Like other families, who first learned about their child's diagnosis for the first time, my family and I had to go through the grieving stage. I, particularly had the victim mentality. It was such a dark place we were in, and it was so difficult to find the light. I wanted to lead my family out to safety, but I, myself was completely blinded by his truth, his new label.


The self-pity for my poor baby, the constant exhaustion for the entire family, the idea of putting our finances at work, and the guilt of having big brother take on a huge responsibility of helping us take care and understand his baby brother's condition, the fear of our bleak future were all constant in my mind. It was too overwhelming, I had to isolate myself.


It was a difficult ride, but I must say it didn't take too long time for us to accept our new reality and embrace the cards that life handed my family. We picked up the pieces and dusted all the fears and apprehensions as we realize no one else will do it for us. Eventually, we learned to adapt and move forward.


Now trust me when I say that if your child is fighting this battle, you and your family will be in a rollercoaster ride - emotionally, physically, mentally, financially, socially, etc. All aspects of your lives will be affected. When you think all is well, like a sudden switch your child might be on a verge of a complete meltdown or an aggressive behavior.
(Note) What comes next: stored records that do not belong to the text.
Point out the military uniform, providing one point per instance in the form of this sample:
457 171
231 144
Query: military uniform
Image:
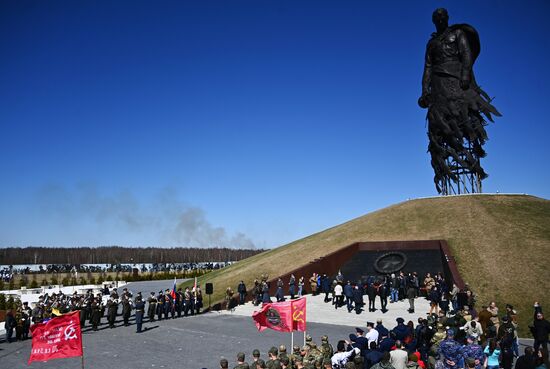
152 308
112 308
452 352
140 311
96 315
474 351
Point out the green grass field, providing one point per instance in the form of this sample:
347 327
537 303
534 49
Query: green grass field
501 244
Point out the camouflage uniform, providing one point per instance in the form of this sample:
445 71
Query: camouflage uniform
326 348
452 352
474 351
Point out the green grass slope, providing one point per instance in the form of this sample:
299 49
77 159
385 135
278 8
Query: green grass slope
501 244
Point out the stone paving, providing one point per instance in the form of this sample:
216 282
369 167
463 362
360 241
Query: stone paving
320 312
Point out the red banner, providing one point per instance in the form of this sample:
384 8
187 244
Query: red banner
58 338
283 316
299 314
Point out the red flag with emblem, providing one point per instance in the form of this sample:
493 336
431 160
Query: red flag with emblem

You may feel discouraged and defeated, and it won't be easy to stay positive and focused, after all, we are only human. We get tired, too.
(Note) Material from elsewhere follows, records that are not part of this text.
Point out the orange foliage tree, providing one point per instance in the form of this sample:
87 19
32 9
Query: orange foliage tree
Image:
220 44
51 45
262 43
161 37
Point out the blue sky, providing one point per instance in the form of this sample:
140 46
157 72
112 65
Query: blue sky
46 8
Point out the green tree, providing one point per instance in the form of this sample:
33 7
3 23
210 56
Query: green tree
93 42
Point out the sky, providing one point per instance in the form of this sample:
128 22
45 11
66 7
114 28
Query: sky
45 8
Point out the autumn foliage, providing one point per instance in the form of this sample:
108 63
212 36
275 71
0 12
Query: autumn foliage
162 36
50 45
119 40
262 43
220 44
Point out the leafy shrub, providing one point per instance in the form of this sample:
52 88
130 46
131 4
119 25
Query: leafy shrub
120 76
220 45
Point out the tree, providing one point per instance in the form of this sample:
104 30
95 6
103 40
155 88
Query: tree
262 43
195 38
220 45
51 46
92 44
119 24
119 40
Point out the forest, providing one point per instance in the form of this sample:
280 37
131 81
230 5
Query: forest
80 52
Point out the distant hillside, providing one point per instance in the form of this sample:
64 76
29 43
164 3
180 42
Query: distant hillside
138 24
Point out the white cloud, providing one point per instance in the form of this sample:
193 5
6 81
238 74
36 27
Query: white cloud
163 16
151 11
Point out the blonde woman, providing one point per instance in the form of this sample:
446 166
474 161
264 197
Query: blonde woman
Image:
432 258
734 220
But there's always a choice. We could either sulk in misery and self pity, or stand up and help fight our child's fight.


Remember your whys. Be strong and bravely trek this journey. Your creativity, resourcefulness and resilience will all blossom because of this fight. But more importantly, your faith will keep you grounded and connected to whatever higher power it is that you believe in. You have to trust that what was handed to your child and your family is something that you can all rise above.
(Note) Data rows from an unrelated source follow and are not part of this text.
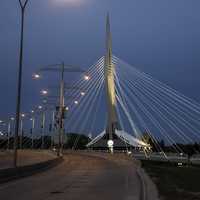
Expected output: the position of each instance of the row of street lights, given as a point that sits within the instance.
(23, 5)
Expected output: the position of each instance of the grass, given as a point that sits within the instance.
(174, 183)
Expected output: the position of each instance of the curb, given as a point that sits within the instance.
(11, 174)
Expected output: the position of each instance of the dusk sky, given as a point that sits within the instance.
(159, 37)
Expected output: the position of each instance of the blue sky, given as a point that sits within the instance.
(161, 38)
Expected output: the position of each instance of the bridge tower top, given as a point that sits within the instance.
(109, 73)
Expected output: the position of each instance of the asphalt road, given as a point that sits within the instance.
(79, 177)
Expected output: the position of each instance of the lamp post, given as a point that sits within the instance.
(32, 131)
(61, 68)
(19, 85)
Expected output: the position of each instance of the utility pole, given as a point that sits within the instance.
(19, 85)
(61, 112)
(32, 131)
(43, 128)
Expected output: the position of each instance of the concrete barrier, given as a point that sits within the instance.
(10, 174)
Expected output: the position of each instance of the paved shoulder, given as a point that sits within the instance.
(80, 177)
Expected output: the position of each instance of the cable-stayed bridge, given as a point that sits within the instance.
(119, 109)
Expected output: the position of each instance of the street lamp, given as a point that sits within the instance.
(36, 76)
(86, 77)
(19, 85)
(82, 93)
(32, 130)
(44, 92)
(61, 68)
(21, 130)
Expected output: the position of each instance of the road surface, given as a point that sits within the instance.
(25, 157)
(79, 177)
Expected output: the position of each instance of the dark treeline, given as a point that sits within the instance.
(71, 141)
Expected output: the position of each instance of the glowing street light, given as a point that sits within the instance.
(86, 77)
(36, 76)
(44, 101)
(66, 108)
(40, 107)
(44, 92)
(82, 93)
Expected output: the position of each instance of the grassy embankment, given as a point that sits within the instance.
(173, 182)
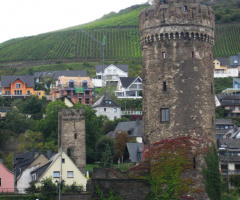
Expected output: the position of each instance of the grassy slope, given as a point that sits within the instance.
(122, 40)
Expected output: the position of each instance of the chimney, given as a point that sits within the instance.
(48, 154)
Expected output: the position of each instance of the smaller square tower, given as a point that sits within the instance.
(71, 135)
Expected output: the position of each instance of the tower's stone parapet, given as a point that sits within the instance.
(71, 135)
(177, 19)
(178, 92)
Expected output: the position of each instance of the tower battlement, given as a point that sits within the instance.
(177, 20)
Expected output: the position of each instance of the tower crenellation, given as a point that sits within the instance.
(177, 38)
(176, 20)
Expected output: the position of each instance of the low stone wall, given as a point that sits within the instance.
(75, 197)
(128, 189)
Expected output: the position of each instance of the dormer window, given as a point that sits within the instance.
(71, 84)
(84, 84)
(18, 85)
For me, labeling my child meant getting the help that he deserved. There was nothing negative about it, where I need to be ashamed of my own child. I am actually proud of my son for he is fighting a long, hard battle with a heart so pure and innocent. He brings so much joy and inspiration in our lives.


And so we continue to fight his fight, and encourage our child to learn and do what he can do so he can be a part of the community, so he can continue to inspire and make people smile in his own special way. His best may not be enough for others, but for us it is, as long as he's trying in his own special way, and that he is happy. He is fulfilling his purpose in life.


It is my hope to open the eyes of parents and guardians. Don't be too scared of your child being labeled (not only for Autism) with any special needs diagnosis. It is best if your child gets early intervention at the soonest, and you can only do this if you face the label and not think of it as a curse or judgement.


So if you suspect that something is off, trust your gut feeling and have your child tested. If you, as parents dwell on worries and denials, you are only hurting your child and depriving them of the help and resources they truly deserve.


Yes, autism is a tough life to embrace, but is it really a game changer? Do you love your child any less if they are not the typical or the perfect child you had envisioned?


Their battles are never easy, but we must never give up on your special needs children. So, I encourage you to make a conscious decision that you will be your child's rock, for that may very well be your special purpose in life.


Realize that the strength, courage and bravery to help your child is within you, if you only face the fears head on.


If you know someone or a family battling this fight, show some compassion and kindness. And if Autism is a part of your life, give thanks and grace for it is a sacred gift disguised as a disability.


Learn to embrace the sacrifices and challenges, and embark upon this journey. Some days are easier than others, but our love for our child will drive us to keep fighting his/her fight. After all, that's what love is for.